Я таращился на него и ощупывал ремень, на котором висел карабин за моей спиной. Весь мой надуманный героизм как ветром сдуло, пока я наблюдал за Сэмтоном. Он был ещё достаточно далеко от меня, но я уже чувствовал, что страх начал сковывать меня. Я вспомнил кулак Юджина, кислый привкус во рту после удара, безумные глаза моего недруга. У меня в горле что-то задёргалось.

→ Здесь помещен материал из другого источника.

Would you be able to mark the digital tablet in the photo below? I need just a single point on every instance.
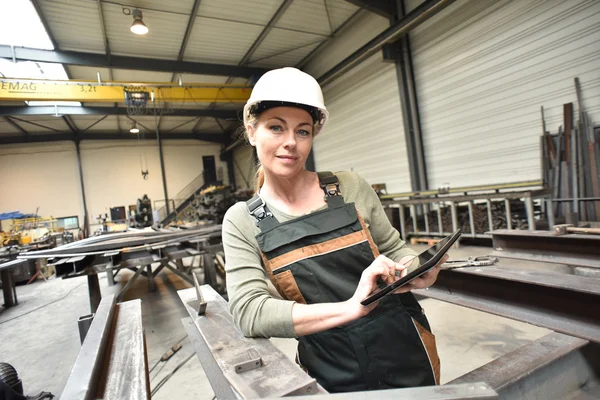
(427, 260)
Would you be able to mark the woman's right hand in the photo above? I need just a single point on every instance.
(381, 268)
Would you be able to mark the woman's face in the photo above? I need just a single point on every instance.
(283, 138)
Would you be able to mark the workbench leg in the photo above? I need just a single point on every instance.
(151, 283)
(129, 283)
(413, 215)
(210, 271)
(550, 214)
(508, 214)
(490, 218)
(94, 291)
(7, 288)
(402, 222)
(454, 220)
(110, 277)
(530, 215)
(471, 219)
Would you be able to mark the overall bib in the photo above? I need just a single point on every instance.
(319, 258)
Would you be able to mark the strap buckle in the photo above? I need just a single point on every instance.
(332, 189)
(260, 211)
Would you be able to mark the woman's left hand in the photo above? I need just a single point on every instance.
(423, 281)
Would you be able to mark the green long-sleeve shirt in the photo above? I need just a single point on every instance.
(256, 306)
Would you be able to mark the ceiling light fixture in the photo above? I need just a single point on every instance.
(138, 27)
(134, 128)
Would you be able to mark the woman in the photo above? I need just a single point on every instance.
(305, 251)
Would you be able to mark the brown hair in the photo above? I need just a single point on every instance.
(260, 172)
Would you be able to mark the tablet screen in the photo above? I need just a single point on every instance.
(427, 260)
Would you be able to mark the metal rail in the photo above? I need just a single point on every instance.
(571, 249)
(564, 303)
(112, 361)
(223, 350)
(438, 201)
(555, 366)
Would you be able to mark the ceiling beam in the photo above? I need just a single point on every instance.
(347, 22)
(71, 124)
(265, 32)
(38, 10)
(125, 62)
(188, 32)
(420, 14)
(207, 137)
(385, 8)
(70, 110)
(261, 37)
(16, 126)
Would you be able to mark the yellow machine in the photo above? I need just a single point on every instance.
(27, 230)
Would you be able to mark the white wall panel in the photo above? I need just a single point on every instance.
(365, 133)
(245, 169)
(482, 71)
(47, 175)
(112, 170)
(349, 39)
(40, 175)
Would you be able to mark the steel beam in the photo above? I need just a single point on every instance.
(231, 114)
(83, 381)
(162, 161)
(417, 16)
(265, 32)
(86, 222)
(207, 137)
(563, 303)
(40, 14)
(112, 362)
(125, 62)
(571, 249)
(223, 350)
(16, 126)
(383, 8)
(555, 366)
(349, 21)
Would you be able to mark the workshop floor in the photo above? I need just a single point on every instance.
(43, 343)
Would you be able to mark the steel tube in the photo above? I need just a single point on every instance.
(571, 249)
(564, 303)
(554, 367)
(94, 291)
(83, 381)
(84, 324)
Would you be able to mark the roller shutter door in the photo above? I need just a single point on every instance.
(365, 133)
(483, 68)
(244, 167)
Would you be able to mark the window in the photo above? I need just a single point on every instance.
(68, 222)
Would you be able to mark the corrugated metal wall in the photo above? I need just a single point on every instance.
(482, 71)
(365, 133)
(244, 166)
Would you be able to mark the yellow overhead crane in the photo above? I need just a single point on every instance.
(110, 92)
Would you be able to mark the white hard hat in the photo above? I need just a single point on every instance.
(288, 87)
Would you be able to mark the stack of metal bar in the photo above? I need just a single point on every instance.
(571, 165)
(123, 248)
(138, 251)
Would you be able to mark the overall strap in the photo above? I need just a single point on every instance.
(331, 186)
(263, 216)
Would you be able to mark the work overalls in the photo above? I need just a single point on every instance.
(319, 258)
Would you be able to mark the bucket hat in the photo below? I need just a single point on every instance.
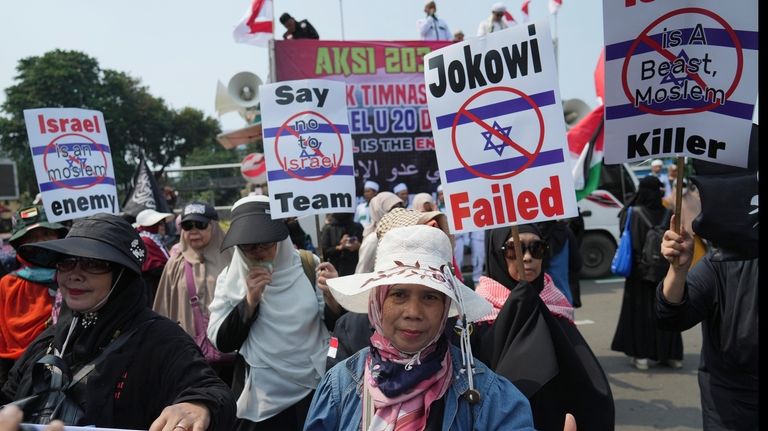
(252, 223)
(149, 217)
(100, 236)
(29, 218)
(411, 255)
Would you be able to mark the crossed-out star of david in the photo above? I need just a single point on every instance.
(489, 145)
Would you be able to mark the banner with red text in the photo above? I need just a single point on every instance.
(73, 162)
(499, 130)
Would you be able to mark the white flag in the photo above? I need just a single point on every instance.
(256, 27)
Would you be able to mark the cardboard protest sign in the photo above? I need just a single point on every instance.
(680, 79)
(73, 162)
(307, 147)
(499, 130)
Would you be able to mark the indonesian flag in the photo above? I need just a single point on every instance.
(600, 77)
(554, 6)
(256, 27)
(524, 8)
(586, 147)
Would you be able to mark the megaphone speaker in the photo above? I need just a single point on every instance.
(243, 88)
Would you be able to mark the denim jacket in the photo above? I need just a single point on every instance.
(337, 403)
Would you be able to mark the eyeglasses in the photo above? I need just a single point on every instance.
(91, 266)
(536, 248)
(194, 224)
(249, 248)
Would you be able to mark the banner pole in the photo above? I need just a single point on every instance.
(317, 229)
(518, 253)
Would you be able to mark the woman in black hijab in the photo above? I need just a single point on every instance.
(531, 339)
(637, 334)
(139, 370)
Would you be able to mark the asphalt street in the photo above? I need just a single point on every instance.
(659, 398)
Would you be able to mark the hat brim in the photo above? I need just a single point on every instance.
(196, 217)
(47, 253)
(254, 229)
(352, 291)
(48, 225)
(157, 218)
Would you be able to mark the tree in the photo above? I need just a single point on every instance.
(136, 121)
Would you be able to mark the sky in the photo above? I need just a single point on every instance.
(180, 49)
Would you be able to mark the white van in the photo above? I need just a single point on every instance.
(600, 210)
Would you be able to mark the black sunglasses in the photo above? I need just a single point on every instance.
(91, 266)
(194, 224)
(537, 249)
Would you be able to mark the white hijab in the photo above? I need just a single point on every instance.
(288, 341)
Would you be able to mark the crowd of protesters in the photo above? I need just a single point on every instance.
(375, 327)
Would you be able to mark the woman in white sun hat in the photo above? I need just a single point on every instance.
(412, 377)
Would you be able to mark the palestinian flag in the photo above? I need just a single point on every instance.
(586, 147)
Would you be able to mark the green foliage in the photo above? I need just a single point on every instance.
(136, 121)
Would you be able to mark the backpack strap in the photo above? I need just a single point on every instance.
(308, 263)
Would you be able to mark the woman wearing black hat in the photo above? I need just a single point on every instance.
(267, 309)
(122, 365)
(530, 337)
(188, 280)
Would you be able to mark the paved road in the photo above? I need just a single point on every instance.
(660, 398)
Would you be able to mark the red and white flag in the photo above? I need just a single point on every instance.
(524, 8)
(256, 27)
(554, 6)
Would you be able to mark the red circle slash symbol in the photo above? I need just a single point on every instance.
(464, 111)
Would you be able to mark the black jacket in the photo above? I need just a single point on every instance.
(721, 293)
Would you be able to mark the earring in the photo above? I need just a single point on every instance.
(89, 319)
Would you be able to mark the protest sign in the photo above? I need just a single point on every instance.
(499, 130)
(307, 148)
(680, 79)
(386, 101)
(73, 162)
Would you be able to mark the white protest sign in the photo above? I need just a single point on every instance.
(499, 130)
(73, 162)
(307, 147)
(680, 79)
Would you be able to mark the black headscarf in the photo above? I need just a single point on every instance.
(125, 303)
(546, 358)
(496, 264)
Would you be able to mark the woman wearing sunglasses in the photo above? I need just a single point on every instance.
(267, 309)
(531, 339)
(130, 367)
(188, 281)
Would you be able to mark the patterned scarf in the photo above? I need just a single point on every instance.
(402, 386)
(496, 293)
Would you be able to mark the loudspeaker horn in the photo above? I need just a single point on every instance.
(573, 111)
(243, 89)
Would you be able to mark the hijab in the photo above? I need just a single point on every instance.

– Не опасайтесь меня, сэр! – крикнул он, видя, что я взял в руки карабин. – Я еду вместе с отрядом волонтёров, но слишком вырвался вперёд. Нетерпение, знаете ли… страсть охотника… Здесь где-то совсем близко прошли краснокожие, наши скауты обнаружили их следы.

Он подъезжал всё ближе и ближе, и я чувствовал, как руки мои начали подрагивать. Мне, конечно, следовало выстрелить в тот момент, не выжидая, но я медлил. Я боялся. Я не умел убивать. Не та у меня закваска.

– Что скажете, мистер? – Юджин находился совсем близко. Я различал тиснение на широком кожаном ремне вокруг его талии, где был прилажен крупный «кольт». Вот уже видны стали брызги на его щеке.

И тут он остановился. Ствол моего карабина смотрел ему в грудь.

Он меня узнал. Ненавистное лицо узнаётся даже в гриме, а на мне было лишь одно непривычное украшение – борода. Зато две родинки над левым глазом, которые Юджин высмеял однажды, посещая Тэйлоров, и назвал женским украшением, сразу бросились ему в глаза. Юджин побледнел, внезапно поняв, кто держал его на мушке. В другой ситуации он нашпиговал бы меня свинцом без колебаний, но в данном случае жерло ствола, направленное на третью сверху пуговицу его кожаной куртки, оказалось сильнее его вспыльчивости.

– Я всё равно разделаюсь с тобой, Лэсли Грант. Если ты не хочешь, чтобы я перегрыз однажды твою глотку зубами, пристрели меня сейчас же, – прошептал он побелевшими губами. – Я отыщу тебя, и наша следующая встреча станет похожа на ад. Ты проклянёшь свою слабость тысячу раз, прежде чем подохнешь…

– Поезжай обратно, – ответил я и удивился твёрдости моего голоса.

Он помедлил, испепеляя меня взглядом сквозь сузившиеся щелочки хищных глаз, и повернул коня. Жеребец с неохотой начал карабкаться вверх, осыпая каменья.

Я уже ругал себя за мягкотелость, нерешительность, но момент был упущен. Я не выстрелил сразу и подавно не мог нажать на спусковой крючок теперь, когда Юджин ехал спиной ко мне.

Я повернул лошадь и поскакал в сторону индейской деревни, моля Бога, чтобы Сэмтон не обернулся и не увидел моего позорного бегства. Из-за шума падающих камней он не сразу заметил, что я пустился наутёк. Зато я легко могу представить его гримасу, когда он оглянулся.

Вскоре возле моего уха прожужжала пуля. Мне даже почудилось, что она обожгла меня. Я не стал рассуждать по этому поводу и растрачиваться на гневные взгляды, а пустил лошадь во весь опор. Юджину предстояло сперва спуститься по крутому склону, и это давало мне значительное преимущество в скачке, я мог порядочно удалиться от этого безумца. Ещё пара пуль ударилась в землю слева от меня.